Section 7.08 Third Party Beneficiaries. This contract is strictly
between Waterford and Eternal, and, except as specifically provided, no
director, officer, stockholder (other than the Eternal Shareholders), employee,
agent, independent contractor or any other person or entity shall be deemed to
be a third party beneficiary of this Agreement.
Section 7.09 Expenses. Subject to Sections 3.05 and 7.04 above, whether
or not the Exchange is consummated, each of Waterford and Eternal will bear
their own respective expenses, including legal, accounting and professional
fees, incurred in connection with the Exchange or any of the other transactions
contemplated hereby.
Section 7.10 Entire Agreement. This Agreement represents the entire
agreement between the parties relating to the subject matter thereof and
supersedes all prior agreements, understandings and negotiations, written or
oral, with respect to such subject matter.

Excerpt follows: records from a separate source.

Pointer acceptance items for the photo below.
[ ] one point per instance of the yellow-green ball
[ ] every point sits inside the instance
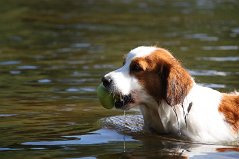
(105, 97)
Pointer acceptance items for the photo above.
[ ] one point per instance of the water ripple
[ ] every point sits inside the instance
(208, 73)
(230, 58)
(101, 136)
(226, 47)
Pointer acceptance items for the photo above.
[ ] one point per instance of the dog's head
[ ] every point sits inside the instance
(148, 74)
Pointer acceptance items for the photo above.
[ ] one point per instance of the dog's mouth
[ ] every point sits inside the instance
(123, 101)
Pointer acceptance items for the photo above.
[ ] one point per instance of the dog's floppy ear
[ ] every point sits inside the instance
(177, 82)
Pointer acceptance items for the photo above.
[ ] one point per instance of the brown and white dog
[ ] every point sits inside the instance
(169, 98)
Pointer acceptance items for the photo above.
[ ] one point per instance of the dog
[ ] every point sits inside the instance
(169, 98)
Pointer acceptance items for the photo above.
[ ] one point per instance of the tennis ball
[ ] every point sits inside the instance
(105, 97)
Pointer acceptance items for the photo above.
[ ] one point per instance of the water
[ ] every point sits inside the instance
(54, 53)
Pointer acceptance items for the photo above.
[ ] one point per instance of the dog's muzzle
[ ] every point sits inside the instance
(121, 101)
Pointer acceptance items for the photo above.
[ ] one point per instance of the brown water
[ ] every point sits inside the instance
(53, 54)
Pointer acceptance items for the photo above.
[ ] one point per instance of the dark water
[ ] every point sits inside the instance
(54, 52)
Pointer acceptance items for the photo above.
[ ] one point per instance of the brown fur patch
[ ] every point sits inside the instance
(229, 106)
(162, 76)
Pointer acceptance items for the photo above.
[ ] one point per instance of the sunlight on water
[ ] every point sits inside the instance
(54, 53)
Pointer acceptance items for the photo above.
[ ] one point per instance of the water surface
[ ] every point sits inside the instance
(54, 53)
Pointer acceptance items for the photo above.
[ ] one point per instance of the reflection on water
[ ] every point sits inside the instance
(54, 53)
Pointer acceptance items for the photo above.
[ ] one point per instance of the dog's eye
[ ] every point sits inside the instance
(136, 68)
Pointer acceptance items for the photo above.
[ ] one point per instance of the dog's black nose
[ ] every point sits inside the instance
(106, 81)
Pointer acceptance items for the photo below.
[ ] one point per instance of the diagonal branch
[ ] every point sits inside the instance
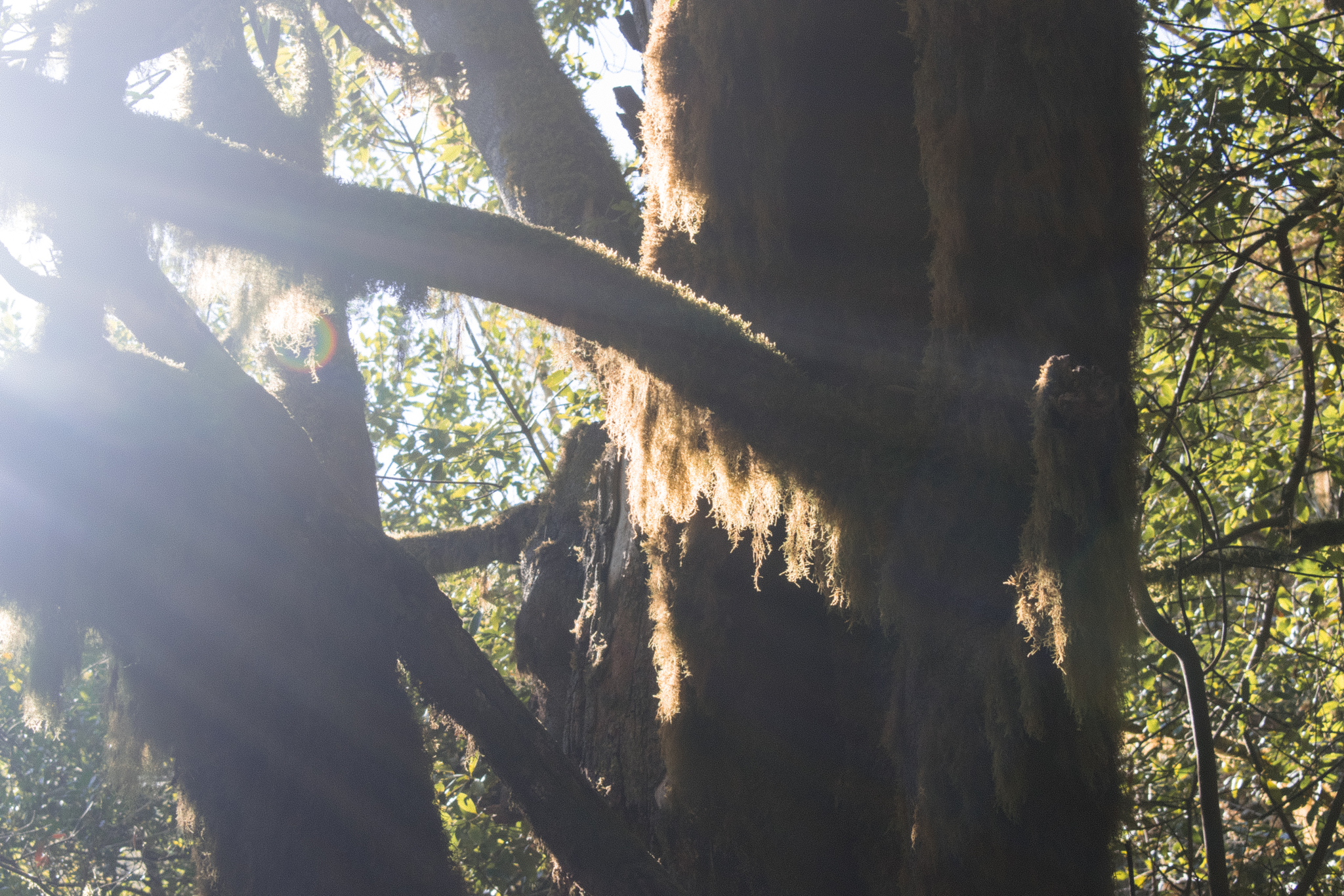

Section 7.11 Survival; Termination. The representations, warranties,
and covenants of the respective parties shall survive the Closing Date and the
consummation of the transactions herein contemplated for a period of two years.
Section 7.12 Counterparts. This Agreement may be executed in multiple
counterparts, each of which shall be deemed an original and all of which taken
together shall be but a single instrument.
Section 7.13 Amendment or Waiver. Every right and remedy provided
herein shall be cumulative with every other right and remedy, whether conferred
herein, at law, or in equity, and may be enforced concurrently herewith, and no
waiver by any party of the performance of any obligation by the other shall be
construed as a waiver of the same or any other default then, theretofore, or
thereafter occurring or existing. At any time prior to the Closing Date, this
Agreement may by amended by a writing signed by all parties hereto, with respect
to any of the terms contained herein, and any term or condition of this
Agreement may be waived or the time for performance may be extended by a writing
signed by the party or parties for whose benefit the provision is intended.
Section 7.14 Best Efforts. Subject to the terms and conditions herein
provided, each party shall use its best efforts to perform or fulfill all
conditions and obligations to be performed or fulfilled by it under this
Agreement so that the transactions contemplated hereby shall be consummated as
soon as practicable. Each party also agrees that it shall use its best efforts
to take, or cause to be taken, all actions and to do, or cause to be done, all
things necessary, proper or advisable under applicable laws and regulations to
consummate and make effective this Agreement and the transactions contemplated
herein.
IN WITNESS WHEREOF, the corporate parties hereto have caused this
Agreement to be executed by their respective officers, hereunto duly authorized,
as of the date first-above written.
ATTEST: WATERFORD STERLING CORPORATION
BY:
-------------------------------- --------------------------------------
Secretary or Assistant Secretary President
ATTEST: ETERNAL TECHNOLOGIES GROUP LTD.
BY:____________________
Secretary or Assistant Secretary President
The undersigned shareholders of ETERNAL TECHNOLOGIES GROUP LTD. hereby
agree to participate in the Exchange on the terms set forth above. Subject to
Section 7.11 above, each of the undersigned hereby represents and affirms that
he has read each of the representations and warranties of ETERNAL TECHNOLOGIES
GROUP LTD. set out in Article I hereof and that, to the best of his knowledge,
all of such representations and warranties are true and correct.